Why buying in NYC for the first time can be such a shock
There are many ways in which buying in New York City is unlike anywhere else—but having to compromise on your purchase when you're spending hundreds of thousands of dollars is one of the biggest surprises for many buyers who have not bought here before. Even those with millions to spend often find it eye-opening they can't get exactly what they want.

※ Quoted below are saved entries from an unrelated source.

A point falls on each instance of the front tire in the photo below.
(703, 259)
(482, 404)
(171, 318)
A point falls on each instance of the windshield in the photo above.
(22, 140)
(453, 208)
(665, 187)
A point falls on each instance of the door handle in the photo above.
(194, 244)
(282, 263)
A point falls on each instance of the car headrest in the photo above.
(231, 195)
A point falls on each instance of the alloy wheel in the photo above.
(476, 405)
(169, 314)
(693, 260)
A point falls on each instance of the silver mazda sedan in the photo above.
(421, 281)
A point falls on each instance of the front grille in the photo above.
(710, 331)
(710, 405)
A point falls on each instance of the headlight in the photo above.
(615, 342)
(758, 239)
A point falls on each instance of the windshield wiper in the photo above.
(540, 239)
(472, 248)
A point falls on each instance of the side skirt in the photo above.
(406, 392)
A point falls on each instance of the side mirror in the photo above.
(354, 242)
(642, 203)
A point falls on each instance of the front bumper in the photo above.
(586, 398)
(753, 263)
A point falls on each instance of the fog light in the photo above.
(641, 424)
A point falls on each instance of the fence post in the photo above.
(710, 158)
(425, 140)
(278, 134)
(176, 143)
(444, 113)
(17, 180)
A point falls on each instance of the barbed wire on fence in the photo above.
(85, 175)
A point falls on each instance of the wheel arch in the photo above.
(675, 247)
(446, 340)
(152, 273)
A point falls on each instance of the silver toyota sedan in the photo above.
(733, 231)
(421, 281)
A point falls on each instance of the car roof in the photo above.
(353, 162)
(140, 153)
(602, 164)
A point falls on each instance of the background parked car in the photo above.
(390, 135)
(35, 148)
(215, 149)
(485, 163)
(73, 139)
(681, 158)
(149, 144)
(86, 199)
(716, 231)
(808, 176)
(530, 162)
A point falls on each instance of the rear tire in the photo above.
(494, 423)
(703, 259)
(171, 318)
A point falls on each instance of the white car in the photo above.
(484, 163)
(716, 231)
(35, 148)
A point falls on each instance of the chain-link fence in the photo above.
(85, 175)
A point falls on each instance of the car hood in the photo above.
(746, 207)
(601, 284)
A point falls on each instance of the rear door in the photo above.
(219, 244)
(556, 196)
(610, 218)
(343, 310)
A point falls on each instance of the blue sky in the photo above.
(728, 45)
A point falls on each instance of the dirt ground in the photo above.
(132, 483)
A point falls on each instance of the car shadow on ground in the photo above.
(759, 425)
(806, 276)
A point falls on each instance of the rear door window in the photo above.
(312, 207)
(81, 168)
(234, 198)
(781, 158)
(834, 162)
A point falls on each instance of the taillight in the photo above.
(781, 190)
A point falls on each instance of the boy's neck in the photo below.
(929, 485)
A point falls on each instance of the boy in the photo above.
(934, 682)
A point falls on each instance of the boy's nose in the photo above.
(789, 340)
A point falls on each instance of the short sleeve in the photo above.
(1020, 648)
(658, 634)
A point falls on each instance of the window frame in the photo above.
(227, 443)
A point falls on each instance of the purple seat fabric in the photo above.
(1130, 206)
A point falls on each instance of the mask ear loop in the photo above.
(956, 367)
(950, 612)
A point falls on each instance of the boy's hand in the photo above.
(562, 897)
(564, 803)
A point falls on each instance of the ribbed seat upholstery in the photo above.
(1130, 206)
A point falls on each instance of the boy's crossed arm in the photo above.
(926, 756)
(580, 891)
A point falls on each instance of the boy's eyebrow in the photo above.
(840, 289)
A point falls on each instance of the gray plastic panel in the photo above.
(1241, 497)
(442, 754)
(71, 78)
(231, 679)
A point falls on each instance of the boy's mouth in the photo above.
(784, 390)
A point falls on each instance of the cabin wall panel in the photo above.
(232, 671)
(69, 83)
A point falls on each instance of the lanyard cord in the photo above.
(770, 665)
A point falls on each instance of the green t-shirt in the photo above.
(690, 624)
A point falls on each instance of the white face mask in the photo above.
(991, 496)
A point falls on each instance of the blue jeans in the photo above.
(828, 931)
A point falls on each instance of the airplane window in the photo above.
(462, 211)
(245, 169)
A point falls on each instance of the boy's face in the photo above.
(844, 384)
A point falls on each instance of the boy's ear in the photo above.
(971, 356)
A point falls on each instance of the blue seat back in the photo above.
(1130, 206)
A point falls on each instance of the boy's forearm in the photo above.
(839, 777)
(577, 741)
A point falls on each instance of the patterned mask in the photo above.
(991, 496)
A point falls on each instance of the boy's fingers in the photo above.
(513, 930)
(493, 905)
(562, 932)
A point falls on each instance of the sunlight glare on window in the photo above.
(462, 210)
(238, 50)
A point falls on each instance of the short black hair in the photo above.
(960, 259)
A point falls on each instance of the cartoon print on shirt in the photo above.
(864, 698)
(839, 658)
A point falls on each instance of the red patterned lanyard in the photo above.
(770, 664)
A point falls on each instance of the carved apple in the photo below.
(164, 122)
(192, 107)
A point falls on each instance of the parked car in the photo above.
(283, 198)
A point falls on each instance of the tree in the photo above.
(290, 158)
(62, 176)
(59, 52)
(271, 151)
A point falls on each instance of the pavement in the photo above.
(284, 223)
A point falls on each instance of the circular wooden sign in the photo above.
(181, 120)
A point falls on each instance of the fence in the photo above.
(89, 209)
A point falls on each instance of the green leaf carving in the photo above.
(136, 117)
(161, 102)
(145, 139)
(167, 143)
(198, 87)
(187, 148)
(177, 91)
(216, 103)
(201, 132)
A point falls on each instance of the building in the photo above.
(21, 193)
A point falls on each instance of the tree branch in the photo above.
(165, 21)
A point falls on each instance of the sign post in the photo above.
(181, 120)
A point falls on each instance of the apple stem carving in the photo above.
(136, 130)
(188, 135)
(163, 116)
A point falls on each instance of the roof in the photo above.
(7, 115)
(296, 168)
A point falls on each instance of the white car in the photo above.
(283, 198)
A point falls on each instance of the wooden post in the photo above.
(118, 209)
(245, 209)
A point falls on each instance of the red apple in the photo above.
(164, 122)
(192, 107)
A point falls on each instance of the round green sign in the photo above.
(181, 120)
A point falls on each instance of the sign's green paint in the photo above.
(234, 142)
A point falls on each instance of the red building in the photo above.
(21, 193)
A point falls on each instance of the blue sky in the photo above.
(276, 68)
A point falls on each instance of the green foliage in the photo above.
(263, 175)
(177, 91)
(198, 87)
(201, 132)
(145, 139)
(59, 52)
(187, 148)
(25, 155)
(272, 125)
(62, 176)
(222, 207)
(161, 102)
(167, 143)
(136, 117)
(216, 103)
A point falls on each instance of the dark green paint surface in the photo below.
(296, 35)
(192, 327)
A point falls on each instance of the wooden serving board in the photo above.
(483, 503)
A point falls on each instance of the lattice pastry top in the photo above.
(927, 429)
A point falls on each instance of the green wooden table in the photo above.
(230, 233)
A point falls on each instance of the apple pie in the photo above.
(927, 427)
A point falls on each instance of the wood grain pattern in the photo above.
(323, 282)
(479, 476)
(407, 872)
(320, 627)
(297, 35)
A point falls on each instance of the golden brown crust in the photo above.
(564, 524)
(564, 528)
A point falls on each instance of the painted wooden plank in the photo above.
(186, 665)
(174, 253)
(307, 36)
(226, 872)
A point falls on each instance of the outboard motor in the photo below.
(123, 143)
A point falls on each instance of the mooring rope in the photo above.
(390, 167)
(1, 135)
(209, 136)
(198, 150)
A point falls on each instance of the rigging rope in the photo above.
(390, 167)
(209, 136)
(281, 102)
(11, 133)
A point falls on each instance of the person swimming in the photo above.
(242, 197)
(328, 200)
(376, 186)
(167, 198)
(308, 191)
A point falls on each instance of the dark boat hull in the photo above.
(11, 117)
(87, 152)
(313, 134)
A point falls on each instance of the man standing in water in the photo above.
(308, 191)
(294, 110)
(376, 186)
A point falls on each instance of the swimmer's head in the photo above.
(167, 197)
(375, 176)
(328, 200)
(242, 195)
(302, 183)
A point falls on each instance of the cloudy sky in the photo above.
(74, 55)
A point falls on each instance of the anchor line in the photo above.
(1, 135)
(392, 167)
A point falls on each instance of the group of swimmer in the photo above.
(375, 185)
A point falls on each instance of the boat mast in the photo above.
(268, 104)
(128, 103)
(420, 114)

For example, you might fall in love with a beautiful apartment in a prewar building, but find you aren't allowed to install a washer and dryer because the plumbing can't handle it. Or perhaps you're willing to buy a place for $3 million, but the co-op board wants you to have funds in the bank to cover your monthlies—a sum that could be equivalent to the sales price—or double.
In this episode of the podcast, host Emily Myers is joined by Brick Underground’s managing editor Jennifer White Karp and Kobi Lahav, director of sales at Living New York, to talk about what Lahav describes as the "shock and awe" buyers often experience when they set out to buy in NYC for the first time.
It's not only expensive and competitive, it's complicated and often requires a level of financial disclosure that can make new buyers uncomfortable. It can be very startling, especially for people who are well established in the careers, to have to open their books, expose their accounts and assets, and make a case for themselves. So why jump through all the hoops? This episode of the podcast gets into the risks and rewards, the layers of bureaucracy, the legal wranglings, the board politics, and why buying in NYC still holds such an appeal.
As always, the podcast aims to help you better navigate the market, find a deal, make sense of the legal jargon, and stay one step ahead of the competition whether you’re selling, buying, or renting.